A empresa Mindsight, especialista em aplicação de tecnologia para gestão de pessoas, utiliza softwares de análise de dados para combinar demandas das empresas, tanto de alinhamento de cultura empresarial quanto de habilidades necessárias para vagas, com características específicas de cada candidato.

A tecnologia, aplicada em empresas como a Suzano e RiHappy, chegou a reduzir em 95% e em 33%, respectivamente, o tempo de triagem de candidaturas.

Lara Modesto, da equipe de recursos humanos da RiHappy, afirma que além do aumento da velocidade dos processos, os perfis dos candidatos que chegavam para o RH eram mais próximos dos buscados.

Ilustração.

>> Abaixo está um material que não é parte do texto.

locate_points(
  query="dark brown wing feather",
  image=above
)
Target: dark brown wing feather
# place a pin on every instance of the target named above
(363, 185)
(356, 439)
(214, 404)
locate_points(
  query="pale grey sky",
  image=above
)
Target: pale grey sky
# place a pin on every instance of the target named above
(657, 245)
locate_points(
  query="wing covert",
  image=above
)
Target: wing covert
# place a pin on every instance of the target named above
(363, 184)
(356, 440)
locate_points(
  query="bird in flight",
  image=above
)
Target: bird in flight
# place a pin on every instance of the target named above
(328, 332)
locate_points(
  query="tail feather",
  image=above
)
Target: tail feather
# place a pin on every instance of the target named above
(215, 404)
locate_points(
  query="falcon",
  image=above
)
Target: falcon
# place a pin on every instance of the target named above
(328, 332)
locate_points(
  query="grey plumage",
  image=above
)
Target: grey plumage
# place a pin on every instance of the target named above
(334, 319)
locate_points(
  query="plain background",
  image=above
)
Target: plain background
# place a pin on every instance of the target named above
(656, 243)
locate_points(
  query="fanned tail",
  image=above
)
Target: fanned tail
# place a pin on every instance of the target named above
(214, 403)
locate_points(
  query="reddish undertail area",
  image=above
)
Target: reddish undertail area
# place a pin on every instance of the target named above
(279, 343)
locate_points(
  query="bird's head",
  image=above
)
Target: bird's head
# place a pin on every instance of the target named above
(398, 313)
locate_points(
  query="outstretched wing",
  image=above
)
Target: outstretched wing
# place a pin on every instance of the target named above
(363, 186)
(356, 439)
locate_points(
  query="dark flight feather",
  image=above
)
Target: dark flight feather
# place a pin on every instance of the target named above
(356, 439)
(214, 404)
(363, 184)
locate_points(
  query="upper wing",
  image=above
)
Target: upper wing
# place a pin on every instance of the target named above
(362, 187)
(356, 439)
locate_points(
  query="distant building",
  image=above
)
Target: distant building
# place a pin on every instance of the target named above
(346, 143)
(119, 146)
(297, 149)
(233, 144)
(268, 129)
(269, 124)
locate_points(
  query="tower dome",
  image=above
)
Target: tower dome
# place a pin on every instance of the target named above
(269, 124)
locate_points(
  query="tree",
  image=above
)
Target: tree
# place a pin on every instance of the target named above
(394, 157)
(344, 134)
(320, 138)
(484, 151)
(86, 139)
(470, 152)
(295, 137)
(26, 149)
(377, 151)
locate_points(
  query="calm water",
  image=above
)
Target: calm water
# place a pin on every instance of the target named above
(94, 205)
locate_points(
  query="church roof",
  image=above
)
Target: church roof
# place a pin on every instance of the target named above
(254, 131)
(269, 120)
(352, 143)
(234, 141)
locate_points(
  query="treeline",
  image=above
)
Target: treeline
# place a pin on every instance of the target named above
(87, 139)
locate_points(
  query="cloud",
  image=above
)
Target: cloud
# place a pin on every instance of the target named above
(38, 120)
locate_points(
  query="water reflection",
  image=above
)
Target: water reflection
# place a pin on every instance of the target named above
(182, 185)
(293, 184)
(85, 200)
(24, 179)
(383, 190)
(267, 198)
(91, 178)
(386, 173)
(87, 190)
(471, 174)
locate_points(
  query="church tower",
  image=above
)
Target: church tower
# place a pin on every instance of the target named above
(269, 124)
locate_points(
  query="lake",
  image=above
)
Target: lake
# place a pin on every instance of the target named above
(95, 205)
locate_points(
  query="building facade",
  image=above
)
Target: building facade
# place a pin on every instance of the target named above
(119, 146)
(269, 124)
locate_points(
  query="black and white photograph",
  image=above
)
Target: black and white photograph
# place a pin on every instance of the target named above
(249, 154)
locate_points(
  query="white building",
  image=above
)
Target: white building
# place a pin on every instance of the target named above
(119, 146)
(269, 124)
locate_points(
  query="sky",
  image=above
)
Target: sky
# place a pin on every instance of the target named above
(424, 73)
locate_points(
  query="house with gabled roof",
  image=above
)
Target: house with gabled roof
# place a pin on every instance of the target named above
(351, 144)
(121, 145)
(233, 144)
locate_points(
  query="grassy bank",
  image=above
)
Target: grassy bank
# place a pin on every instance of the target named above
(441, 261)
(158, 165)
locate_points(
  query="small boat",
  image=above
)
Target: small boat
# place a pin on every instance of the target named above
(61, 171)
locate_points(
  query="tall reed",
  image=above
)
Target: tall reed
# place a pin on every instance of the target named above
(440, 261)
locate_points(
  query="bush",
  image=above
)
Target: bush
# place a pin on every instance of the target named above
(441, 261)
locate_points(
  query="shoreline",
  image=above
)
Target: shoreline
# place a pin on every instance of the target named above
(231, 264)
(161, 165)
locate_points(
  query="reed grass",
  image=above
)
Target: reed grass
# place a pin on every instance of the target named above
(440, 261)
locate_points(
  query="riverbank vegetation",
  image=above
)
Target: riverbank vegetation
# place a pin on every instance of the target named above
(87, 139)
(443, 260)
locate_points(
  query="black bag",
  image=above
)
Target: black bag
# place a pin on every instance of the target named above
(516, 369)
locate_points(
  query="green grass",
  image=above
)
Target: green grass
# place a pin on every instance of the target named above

Fundo azul com nuvens em tons diferentes, uma tela de computador no meio com um funil em cima dele. No funil, símbolos de hora, dados e informações e pessoas ao redor do computador
VectorMine / adobe stock

A proposta, mais do que apenas agilizar o processamento de currículos, é analisar de forma mais assertiva habilidades comportamentais, além das competências técnicas.

"O RH consegue ir direto aos pontos que precisamos explorar naquele candidato", diz Modesto. "Uma entrevista que antes durava uma hora agora dura 40 minutos."

Segundo Thaylan Toth, cofundador da Mindsight, os algoritmos empregados nos processos seletivos medem, a partir de questionários, pontos como raciocínio lógico, perfil do candidato, alinhamento com a cultura da empresa, interesses e objetivos.

Os currículos tradicionais, com formação e histórico, perdem espaço para a medição direta de características. Para Toth, isso livra a análise de candidaturas de uma série de inferências que poderiam ser feitas a partir do currículo, como atribuir determinado perfil socioeconômico a um possível empregado por conta da faculdade cursada.

Segundo Adriana Carvalho, da RiHappy, essa característica da inteligência artificial tem, inclusive, o potencial de trazer mais diversidade para as empresas.

A praticidade, porém, pode custar caro. Para Eduardo Migliano, fundador da plataforma de recrutamento 99jobs –que utiliza algoritmos e inteligência artificial desde 2017–, a tecnologia tem potencial para reproduzir em massa o viés entregue pelos recursos humanos, ou seja: se houver algum tipo de discriminação no recrutamento analógico, ele será replicada no processo digital.

"Se historicamente o gestor só pedia homens na área de tecnologia, a inteligência artificial vai ler isso e entender que homem é melhor. Ela não tem consciência política, de que existem classes minorizadas", afirma Migliano.

Para Tarcízio Silva, doutorando em ciências sociais com foco em tecnologia da UFABC (Universidade Federal do ABC), o potencial de discriminação dos algoritmos pode ser ponto de partida para questionar a adoção de tais métodos em processos seletivos.

"Do ponto de vista dos recursos humanos, a possibilidade de desenvolver sistemas de contratação mais inclusivos requer profissionais e especialistas que sejam capazes de adereçar racismo, machismo e capacitismo de uma forma franca", afirma.

"O tecnosolucionismo da inteligência artificial não é capaz de resolver essas questões por meio da lógica do big data justamente por serem complexas demais para os computadores. E, quando há dados abundantes para treinar as máquinas, eles são estabelecidos em históricos de desigualdade, que podem justamente resultar na promoção da discriminação –desta vez ainda mais opaca".

Na tentativa de trazer pontos de vista diversos para a construção dos algoritmos, empresas como a 99jobs apostam na inclusão de negros, mulheres e LGBTs nas equipes de tecnologia.